The Supreme Court Clinches Multiple Wins for
Liberty, by James Burling, 7/12/19
The just-ended Supreme Court term went
exceedingly well for individual liberty. From property rights to government
agencies to offensive words, there were triumphs for individual rights and a
pushback against the encroaching regulatory state.
Take property rights, for example. When
rural Scott Township, Pennsylvania, told the public it could trespass across
Rose Knick’s 90 acres of farmland to look for alleged graves, she could get no
relief out of state court. But, when she went to federal court arguing that the
town took an easement across her property, she was again rebuffed based on a
34-year-old Supreme Court precedent — Williamson County v. Hamilton Bank — which locks the federal courthouse
doors to landowners.
In other words, property rights were
the only right protected by the Constitution that
could not be protected in federal court. Represented pro bono by Pacific Legal
Foundation, Rose managed to get Williamson County overturned.
As the Supreme Court put it in Knick
v. Scott Township,
property rights are no longer the “poor relation” of constitutional rights.
Regulatory agencies were also in the
Court’s cross-hairs in Kisor v. Wilkie, a case asking whether courts should
always defer to what federal agencies say their regulations mean. In recent
years, a growing number of scholars, lawyers, and even judges have begun to
question the doctrine that says courts can’t second-guess what regulators say
that a law means or even what a regulation interpreting the law means.
James Kisor was a Vietnam War vet who
was in a dispute over some disability benefits he thought he was owed. He also
believed that the Veterans Administration regulations favored his case, but the
VA saw things differently. The VA proceeded to tell the Supreme Court that
under the deference doctrine, it was the VA’s way or the highway.
Justice Kagan, writing for the Court,
said in essence, “not so fast.” While deference may be appropriate in some
cases, it’s not appropriate in all. From now on, the justices held, the courts
must examine all the facts and circumstances before deciding to defer to an
agency’s judgment over what its regulations mean. While this wasn’t a complete
takedown of deference, it should prove to be a pretty effective body slam. Or,
as one justice put it, deference has been “zombified.”
Earlier in the term, the Court was
confronted by an absent-but-endangered gopher frog on a tree farm in Louisiana.
That is, the U.S. Fish & Wildlife Service designated this tree farm
as critical habitat for the frog, even though the frog didn’t live on the
property, hadn’t been seen near the property in a half-century, and would
likely die out if it were moved there. Facing $34 million in costs, the
landowners sued.
A unanimous court in Weyerhaeuser v. U.S. Fish & Wildlife Service easily rejected the government’s arguments, and held that
“critical habitat” has to contain habitat. And, if the frog can’t survive on
the land, then calling it critical habitat can’t be supported.

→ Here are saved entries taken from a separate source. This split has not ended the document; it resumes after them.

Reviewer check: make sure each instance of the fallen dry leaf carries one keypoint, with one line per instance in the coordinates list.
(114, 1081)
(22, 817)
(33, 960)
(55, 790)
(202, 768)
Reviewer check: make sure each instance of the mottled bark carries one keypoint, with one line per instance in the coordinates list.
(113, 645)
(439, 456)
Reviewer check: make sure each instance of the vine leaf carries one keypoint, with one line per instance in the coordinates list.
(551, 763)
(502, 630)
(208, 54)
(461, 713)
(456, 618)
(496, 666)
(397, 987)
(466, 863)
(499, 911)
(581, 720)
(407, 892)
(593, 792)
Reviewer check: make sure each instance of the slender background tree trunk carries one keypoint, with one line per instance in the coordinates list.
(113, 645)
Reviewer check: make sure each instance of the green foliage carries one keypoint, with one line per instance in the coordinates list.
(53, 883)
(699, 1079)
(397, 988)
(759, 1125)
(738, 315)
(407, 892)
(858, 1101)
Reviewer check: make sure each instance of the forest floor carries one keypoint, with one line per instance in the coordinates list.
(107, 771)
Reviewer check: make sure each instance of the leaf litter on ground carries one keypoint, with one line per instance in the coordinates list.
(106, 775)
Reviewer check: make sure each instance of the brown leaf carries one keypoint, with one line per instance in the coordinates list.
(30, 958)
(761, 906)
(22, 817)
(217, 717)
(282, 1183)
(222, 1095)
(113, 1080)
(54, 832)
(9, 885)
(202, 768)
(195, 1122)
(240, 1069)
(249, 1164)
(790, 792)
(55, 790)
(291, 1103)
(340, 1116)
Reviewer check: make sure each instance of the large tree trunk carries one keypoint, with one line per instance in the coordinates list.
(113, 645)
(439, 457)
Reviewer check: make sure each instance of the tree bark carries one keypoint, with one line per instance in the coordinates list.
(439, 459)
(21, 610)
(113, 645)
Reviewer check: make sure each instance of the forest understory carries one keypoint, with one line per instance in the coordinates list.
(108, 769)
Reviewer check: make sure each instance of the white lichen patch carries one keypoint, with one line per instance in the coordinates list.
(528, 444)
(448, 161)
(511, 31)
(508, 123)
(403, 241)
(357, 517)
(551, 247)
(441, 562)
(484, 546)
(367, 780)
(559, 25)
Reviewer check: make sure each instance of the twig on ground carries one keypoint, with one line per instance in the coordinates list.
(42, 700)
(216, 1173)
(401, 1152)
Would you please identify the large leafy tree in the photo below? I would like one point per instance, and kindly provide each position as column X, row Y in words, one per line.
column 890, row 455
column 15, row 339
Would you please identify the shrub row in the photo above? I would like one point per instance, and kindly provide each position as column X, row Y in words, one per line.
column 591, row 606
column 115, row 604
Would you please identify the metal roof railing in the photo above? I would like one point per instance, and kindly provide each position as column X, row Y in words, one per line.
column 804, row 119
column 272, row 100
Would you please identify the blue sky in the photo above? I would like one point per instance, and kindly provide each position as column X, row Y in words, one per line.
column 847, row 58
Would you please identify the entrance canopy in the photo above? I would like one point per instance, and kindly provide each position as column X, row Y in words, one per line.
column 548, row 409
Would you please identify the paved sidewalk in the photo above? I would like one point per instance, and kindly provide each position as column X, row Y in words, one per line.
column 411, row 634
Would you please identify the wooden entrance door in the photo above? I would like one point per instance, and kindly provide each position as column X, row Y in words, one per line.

Lastly, the Court proved that you can trust it on matters of
free speech. First, when a private New York City cable operator decided to
police the content of its public access channel, a person denied a platform
sued, claiming a First Amendment violation. But the Constitution prevents
only government from
restricting speech, not private persons, newspapers, or cable companies. In a
decision that should have significant implications for the modern internet
era, the
Supreme Court affirmed that just because someone receives a
license to operate, doesn’t prevent it from deciding what to publish.
And in its final free speech case of the
term, the Court held in Iancu v. Brunetti that the federal government
couldn’t refuse a trademark to a fashion company with the brand and an acronym
that may be offensive to some but clever to others: “Friends U Can’t Trust.”
The bottom line, according to Justice Kagan’s opinion, was that the government
may not engage in viewpoint discrimination.
These decisions should be celebrated by
fans of liberty, and we should be encouraged that the Supreme Court looks
poised to protect individual liberty in the coming term as well.